Can't stop the run

25 January 2010

ATLAS data flows from the detector (top of the diagram) and reaches the Read Out Drivers in the counting rooms. The data is buffered in the Read out buffers (ROB) awating for a trigger L2 decision.

In case a detector unit is not sending data anymore, the corresponding ROB link is removed from the dataflow and can be reincluded once the corresponding detector unit has been reconfigured and resynchronised.



The fact that the LHC isn’t circulating beam doesn’t mean that the Control Room gets a break. Run Coordination is busy with trigger tests, stopless expert system, integration of the innermost forward precision muon chambers, and noise hunting. And with the machine restart just over a month away, they are anticipating how the LHC operation team will ramp up the beam.

Every Monday, TDAQ takes simulated data and runs it through the trigger chain, testing each step of ATLAS data acquisition. “It’s actually a very rigorous procedure,” says Christophe Clement, Run Coordinator. The trigger calls up offline reconstruction algorithms to analyse whether an event is worth keeping, and the TDAQ is currently integrating a new release. These tests look for any unexpected consequences of the changes to the software.

Stopless mechanisms have been an important part of the work, ensuring that if one small part of ATLAS stops transmitting data, the detector can continue to read out events, merely ignoring the problematic element as long as it is small enough. Most parts of ATLAS already have the “removal” mechanism in place, telling the readout software not to wait up for a non-responding module.
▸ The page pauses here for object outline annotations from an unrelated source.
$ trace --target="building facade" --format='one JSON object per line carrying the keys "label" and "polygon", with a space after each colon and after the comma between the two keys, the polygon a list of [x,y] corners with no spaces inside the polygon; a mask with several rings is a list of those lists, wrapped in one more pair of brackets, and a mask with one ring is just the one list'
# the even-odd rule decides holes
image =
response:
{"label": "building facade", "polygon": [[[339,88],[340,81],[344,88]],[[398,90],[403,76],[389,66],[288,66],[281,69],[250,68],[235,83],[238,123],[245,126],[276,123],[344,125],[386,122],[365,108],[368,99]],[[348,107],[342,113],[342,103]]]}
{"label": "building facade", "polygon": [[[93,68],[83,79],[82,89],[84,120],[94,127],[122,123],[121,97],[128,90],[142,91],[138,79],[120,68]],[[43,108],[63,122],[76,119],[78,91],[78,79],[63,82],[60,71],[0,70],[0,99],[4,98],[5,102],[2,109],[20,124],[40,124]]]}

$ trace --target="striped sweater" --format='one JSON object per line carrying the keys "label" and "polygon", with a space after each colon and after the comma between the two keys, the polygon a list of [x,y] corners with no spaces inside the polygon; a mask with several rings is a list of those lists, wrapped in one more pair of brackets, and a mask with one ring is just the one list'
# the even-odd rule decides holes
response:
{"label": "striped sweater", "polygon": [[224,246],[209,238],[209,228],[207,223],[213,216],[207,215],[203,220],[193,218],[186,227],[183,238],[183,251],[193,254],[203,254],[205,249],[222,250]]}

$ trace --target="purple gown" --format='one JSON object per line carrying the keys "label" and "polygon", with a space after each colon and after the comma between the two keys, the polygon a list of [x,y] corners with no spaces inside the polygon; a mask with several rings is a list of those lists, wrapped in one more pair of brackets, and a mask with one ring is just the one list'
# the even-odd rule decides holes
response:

The Transition Radiation Tracker, Tile Calorimeter and parts of the Muon system have recovery procedures as well. In case of problem, a readout unit can step out of the data stream, be reinitialised, resynchronised with the rest of ATLAS, and jump back in again without bringing the detector to a halt.

For now, the recovery system would send a pop-up window to its subdetector team in the control room, getting permission to rejoin the data-taking, but eventually, Christophe says that these systems, once well understood, will be entirely automatic.

Since not all parts of ATLAS have stopless recovery, Run Coordination is also concerned with establishing a “pain threshold” for each subdetector – the maximum number of channels that can be removed before the data is no longer useful. If time allows, they would also like to reduce the size of the smallest piece of detector that can be stopped, improving the granularity of the system.

Apart from the stopless removal and recovery mechanisms, information about what channels have been switched off needs to be embedded into the data that collaborators will be accessing offline for physics analysis.

Last week, the TRT underwent recovery and poll mode tests, then the Central Trigger Processor ran with the TRT and the precision muon chambers (RPC and MDT) from Wednesday to Friday. This exercise checked whether the Level 1 trigger responds to the muon chambers, and the data is also used for the calibration of the MDTs.

This week, the calorimeters will run together for calibration of the L1Calo trigger and to test the high level trigger (HLT). The trigger team got a head start on the final HLT software, installing it last the week before last.

From the second week in February, ATLAS will perform a full cosmic run with magnets. The various subsystems will also perform high rate tests of the trigger and readout to make sure that it won’t shut down as the machine teams ramp up the LHC’s luminosity. “Until the end of 2009, we were running a reasonably low Level 1 rate, so we just want to make tests to be sure that all detectors are able to run at the nominal rate,” says Benedetto Gorini, Deputy Run Coordinator.

Finally, detector groups are addressing an annoyance: noise. These fake signals for big events are fairly easy to spot and discard, but during a run, they could overshadow particles from a collision event. The process of finding the source of the noise is “quite painful,” according to Christophe. The variables are many and the clues are few, but a starting point has been the periodicity of the noise events.

Once at 7 TeV collision energy, the machine group will start adding more bunches, with 2 per beam, then four, then 16 and finally 43. With 43 bunches in each beam, they’ll introduce the crossing angle at ATLAS and begin to squeeze the beam, increasing the density of the bunches and chances for collisions, before increasing the bunch number.

The machine team is considering putting 156 bunches in each beam, but this step is not particularly useful to ATLAS. But with 144 bunches per beam, the accelerator group will shrink the spacing between bunches to 50 nanoseconds, with a crossing angle at all four experiments. Then, they’ll squeeze the beam again. From here, they can slowly increase the number of bunches from 144 by adding them to the end of the bunch train.

But from mid-February to mid-March, the accelerator team will stick with beam commissioning, with the 3.5 TeV run beginning the week of March 22nd (week 12).